Wednesday, April 22, 2009
No Comprende, It's a Riddle
I know, I know. It's math, right? So I'm not surprised that it has recently come to light that the original 1868 survey of the Four Corners – the only place in the United States where four state boundaries come together – is off by 2.5 miles.
According to readings by the National Geodetic Survey, today's official marker is supposed to sit at blah-blah-blah W longitude and yada-yada-yada N latitude. But according to three different Internet sites for distance calculations (including an FCC site and GPS visualizer) the really real readings actually stand at yeah-yeah-yeah; alrighty-then; and whatever-man-I-believe-you miles.
Then, most likely thanks to all that Red Bull and Doritoes he's spent years consuming down in his parents' basement, some smarty-pants member of the Utah Association of Geocachers used two other Internet sites, Google Earth and the Great Circle Calculator, resulting in a definite determination of a 2.5 mile miscalculation.
Makes you wonder what else we've miscalculated over the past couple hundred years, right? Then again, I'm not really surprised we got it wrong. It's a wonder we could even locate our own feet in 1868, much less anything else using, what, a pencil, piece of paper, and our fingers? Okay, so maybe an abacus was involved there somewhere.
Or maybe, just maybe, the original survey had someone like me along:
Intrepid U.S. Geologic Surveyor Dude #1: Okay, guys, I know it's late and we're all tired, but let's check these calculations one more time. Future generations are counting on us to get this right.
Intrepid U.S. Geologic Surveyor Dude #2: Hey, Moi! (whistles). Get back here and get with the program. We don't need you getting lost again.
Moi: Oh, come on. This is way too hard, and I just broke a nail. How do we know any of these number thingees are correct anyway? Calculators haven't even been invented yet. What do you say we just mark this spot right here, call it a day, and go pound down some brewskies at Ye Olde Tavern down the road? I'm buying.

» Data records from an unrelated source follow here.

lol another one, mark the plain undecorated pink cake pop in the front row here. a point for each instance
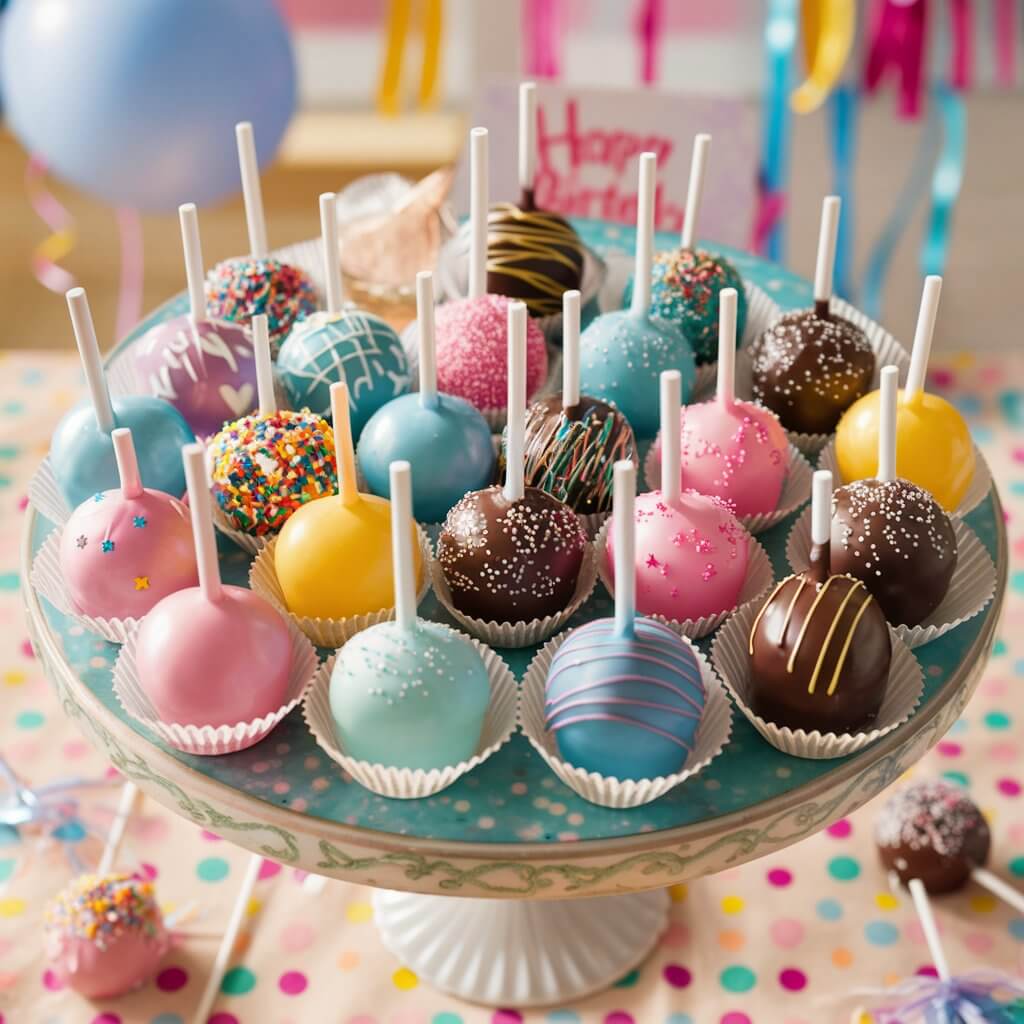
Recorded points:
(212, 655)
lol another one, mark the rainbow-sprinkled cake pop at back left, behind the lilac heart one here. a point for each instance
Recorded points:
(236, 289)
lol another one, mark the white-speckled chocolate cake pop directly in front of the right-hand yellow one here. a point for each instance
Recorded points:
(892, 535)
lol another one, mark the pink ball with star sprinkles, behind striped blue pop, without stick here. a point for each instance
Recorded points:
(692, 560)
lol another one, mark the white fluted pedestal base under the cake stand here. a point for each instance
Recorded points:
(520, 954)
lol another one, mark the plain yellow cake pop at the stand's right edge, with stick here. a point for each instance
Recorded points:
(933, 445)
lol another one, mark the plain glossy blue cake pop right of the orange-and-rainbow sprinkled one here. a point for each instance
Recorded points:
(446, 438)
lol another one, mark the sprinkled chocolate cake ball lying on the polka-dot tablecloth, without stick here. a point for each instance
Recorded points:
(934, 832)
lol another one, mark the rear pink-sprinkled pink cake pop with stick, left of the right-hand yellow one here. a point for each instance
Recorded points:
(732, 450)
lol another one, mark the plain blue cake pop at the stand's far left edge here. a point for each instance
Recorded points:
(82, 450)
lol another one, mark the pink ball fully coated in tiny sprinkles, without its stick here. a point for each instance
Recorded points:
(473, 352)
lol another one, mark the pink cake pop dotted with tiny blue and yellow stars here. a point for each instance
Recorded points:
(123, 551)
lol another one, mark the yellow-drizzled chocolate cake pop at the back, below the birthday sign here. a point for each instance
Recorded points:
(533, 254)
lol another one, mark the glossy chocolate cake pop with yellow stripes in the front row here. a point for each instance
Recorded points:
(820, 647)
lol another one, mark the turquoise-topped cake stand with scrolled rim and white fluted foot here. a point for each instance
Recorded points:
(498, 889)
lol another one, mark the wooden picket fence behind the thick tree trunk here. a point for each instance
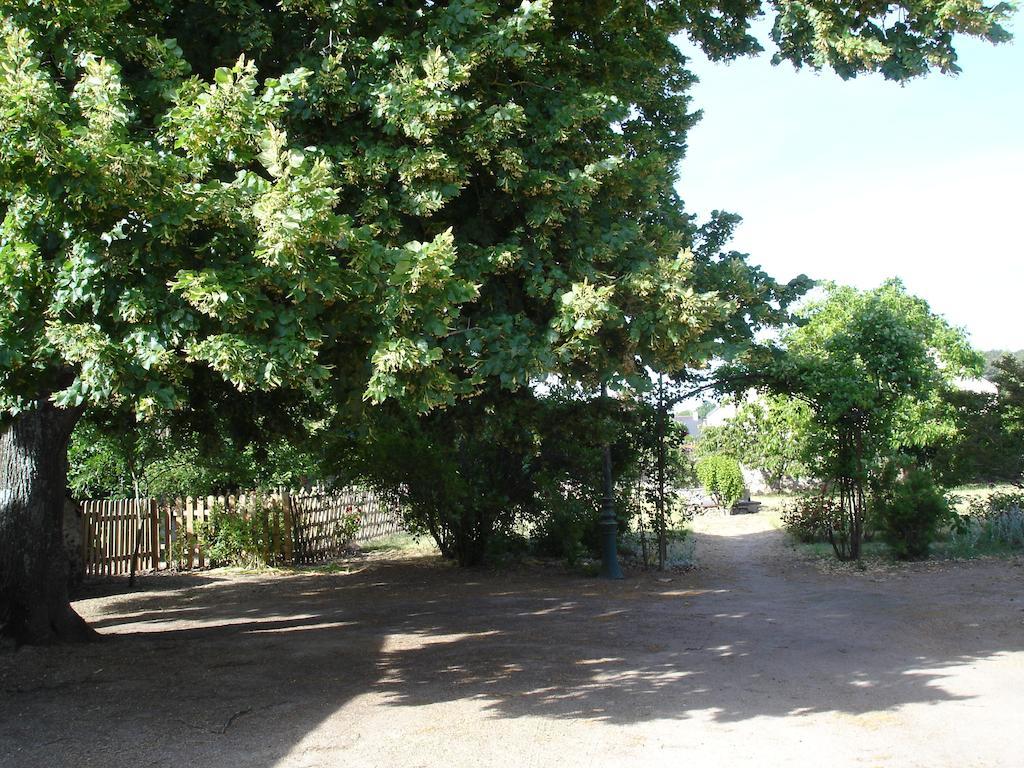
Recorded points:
(297, 528)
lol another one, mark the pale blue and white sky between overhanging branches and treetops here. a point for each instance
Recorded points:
(861, 181)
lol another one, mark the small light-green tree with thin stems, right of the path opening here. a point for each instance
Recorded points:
(872, 367)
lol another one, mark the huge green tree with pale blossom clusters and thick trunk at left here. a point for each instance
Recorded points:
(357, 199)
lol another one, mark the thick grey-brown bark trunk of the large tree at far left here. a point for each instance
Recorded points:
(34, 605)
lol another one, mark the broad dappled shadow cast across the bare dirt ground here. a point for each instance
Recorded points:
(238, 671)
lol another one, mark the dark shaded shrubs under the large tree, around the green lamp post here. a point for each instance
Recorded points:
(479, 476)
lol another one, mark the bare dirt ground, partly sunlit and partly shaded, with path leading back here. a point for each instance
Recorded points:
(755, 659)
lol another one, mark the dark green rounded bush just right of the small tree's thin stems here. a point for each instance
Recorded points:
(911, 516)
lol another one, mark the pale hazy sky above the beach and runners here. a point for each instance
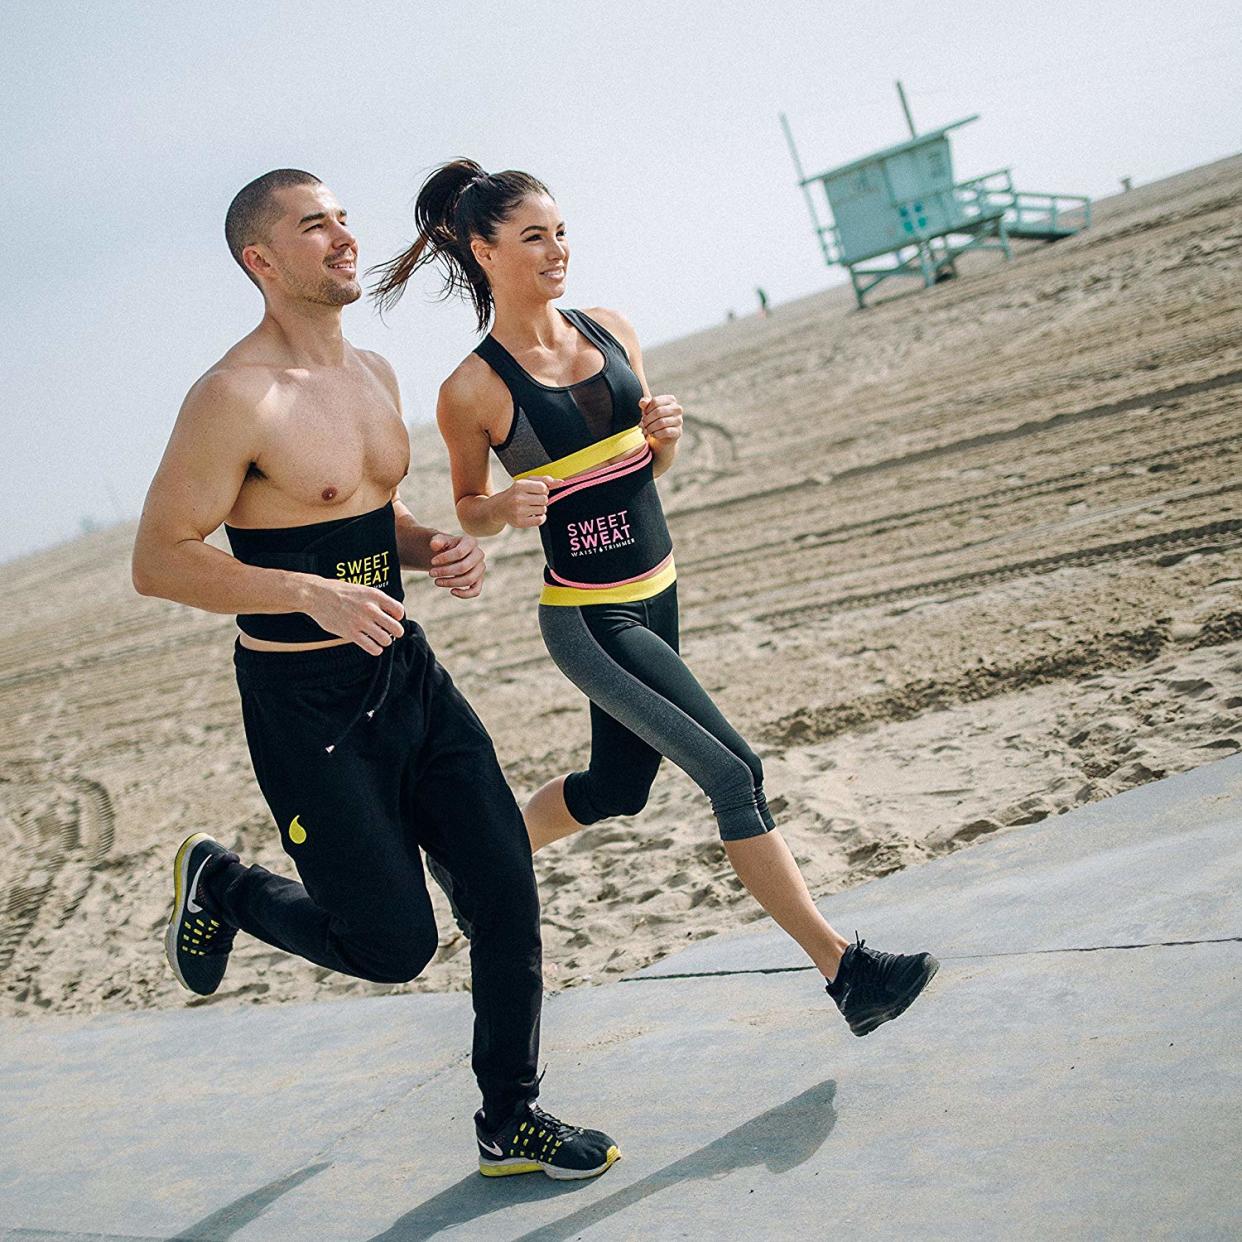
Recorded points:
(130, 126)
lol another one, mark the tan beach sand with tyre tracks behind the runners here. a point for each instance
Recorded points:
(954, 564)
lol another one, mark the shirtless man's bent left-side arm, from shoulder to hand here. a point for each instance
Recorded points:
(194, 490)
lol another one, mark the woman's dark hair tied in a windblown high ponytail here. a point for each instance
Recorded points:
(456, 203)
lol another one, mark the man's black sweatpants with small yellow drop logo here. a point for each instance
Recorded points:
(363, 761)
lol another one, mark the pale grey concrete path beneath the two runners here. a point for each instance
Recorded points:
(1075, 1071)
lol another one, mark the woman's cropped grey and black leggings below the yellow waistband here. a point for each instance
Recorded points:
(646, 705)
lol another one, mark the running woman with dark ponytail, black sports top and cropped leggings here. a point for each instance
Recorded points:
(562, 401)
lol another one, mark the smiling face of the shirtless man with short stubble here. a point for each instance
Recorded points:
(311, 253)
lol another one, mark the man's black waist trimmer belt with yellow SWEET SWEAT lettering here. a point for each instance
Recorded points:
(361, 550)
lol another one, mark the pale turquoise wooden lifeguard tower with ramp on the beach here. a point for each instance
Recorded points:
(904, 206)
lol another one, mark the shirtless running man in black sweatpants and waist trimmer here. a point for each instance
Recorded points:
(363, 747)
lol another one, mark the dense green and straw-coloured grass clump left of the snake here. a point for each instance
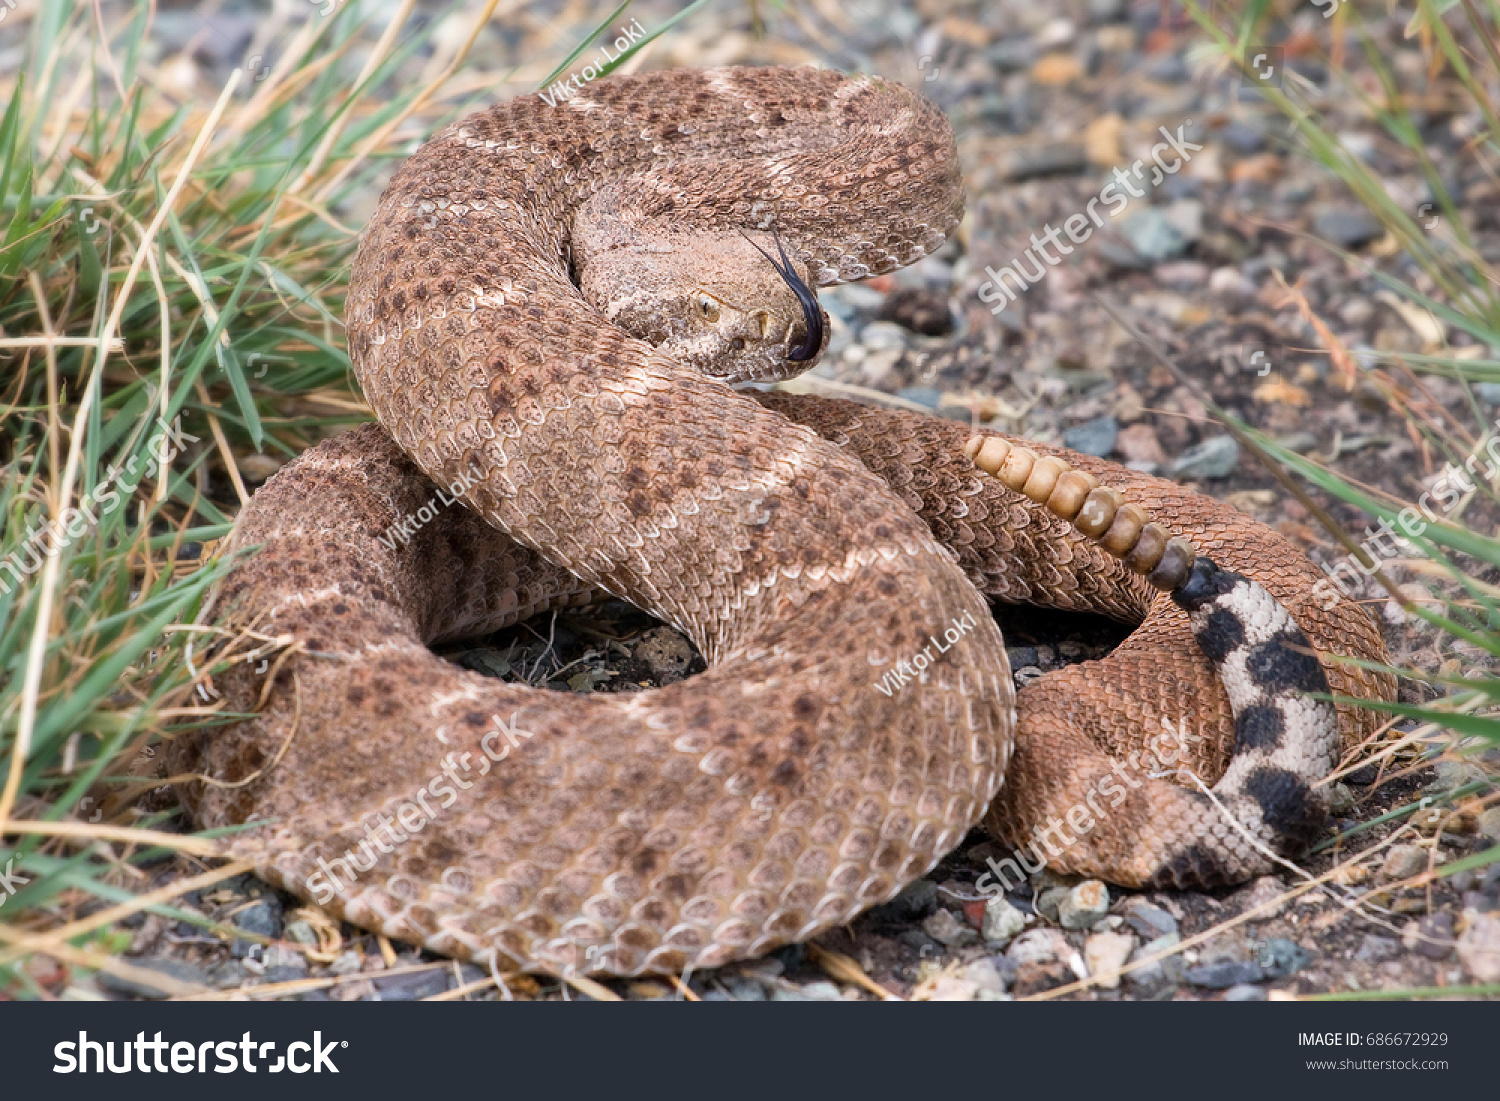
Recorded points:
(172, 290)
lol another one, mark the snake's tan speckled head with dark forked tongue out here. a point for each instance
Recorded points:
(715, 302)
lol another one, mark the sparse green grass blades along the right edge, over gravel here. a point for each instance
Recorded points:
(1450, 287)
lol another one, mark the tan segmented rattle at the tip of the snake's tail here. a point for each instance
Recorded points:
(1126, 530)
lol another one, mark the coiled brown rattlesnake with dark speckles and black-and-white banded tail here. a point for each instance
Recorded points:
(808, 547)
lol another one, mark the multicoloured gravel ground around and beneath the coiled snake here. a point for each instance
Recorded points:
(1046, 100)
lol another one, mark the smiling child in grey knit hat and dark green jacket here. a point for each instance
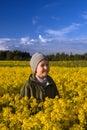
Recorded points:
(39, 85)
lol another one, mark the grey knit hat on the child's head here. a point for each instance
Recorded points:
(35, 59)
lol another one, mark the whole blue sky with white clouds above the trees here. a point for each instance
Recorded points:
(47, 26)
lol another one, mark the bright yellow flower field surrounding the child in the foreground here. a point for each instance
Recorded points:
(66, 113)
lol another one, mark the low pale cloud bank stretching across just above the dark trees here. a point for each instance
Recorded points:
(54, 45)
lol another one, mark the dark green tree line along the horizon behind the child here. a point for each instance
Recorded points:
(19, 55)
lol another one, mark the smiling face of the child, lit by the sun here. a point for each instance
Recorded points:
(42, 69)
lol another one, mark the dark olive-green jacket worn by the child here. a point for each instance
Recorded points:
(32, 88)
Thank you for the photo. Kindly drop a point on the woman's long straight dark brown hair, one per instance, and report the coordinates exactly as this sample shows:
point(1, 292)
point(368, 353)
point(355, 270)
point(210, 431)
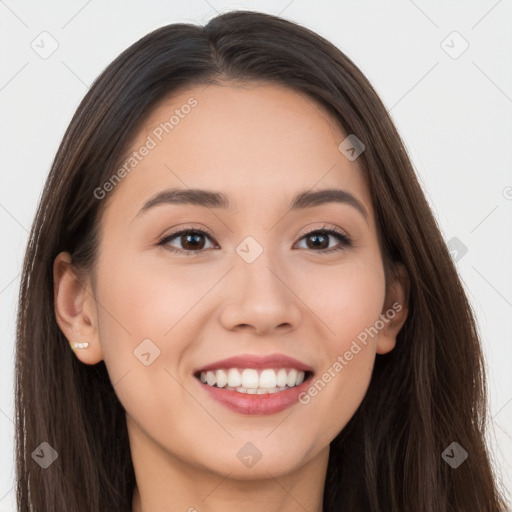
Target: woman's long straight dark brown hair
point(424, 395)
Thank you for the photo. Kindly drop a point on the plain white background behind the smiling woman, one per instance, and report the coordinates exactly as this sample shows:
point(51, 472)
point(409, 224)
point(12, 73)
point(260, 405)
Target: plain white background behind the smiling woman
point(454, 115)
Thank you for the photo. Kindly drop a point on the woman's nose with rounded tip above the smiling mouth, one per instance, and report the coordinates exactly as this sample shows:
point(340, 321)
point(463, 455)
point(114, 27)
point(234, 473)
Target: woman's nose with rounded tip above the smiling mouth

Still, what to do? There is hardly a family in America that doesn't have tucked away somewhere in an album or fraying cardboard box, a photo of themselves frolicking on the official Four Corners Monument.
Therefore, according to an article in Desert News:
"There's little chance of moving the monument, especially because millions of dollars have been spent to improve it and because the current state lines have been firmly established now for 110 years."
There you go, folks. Commerce first.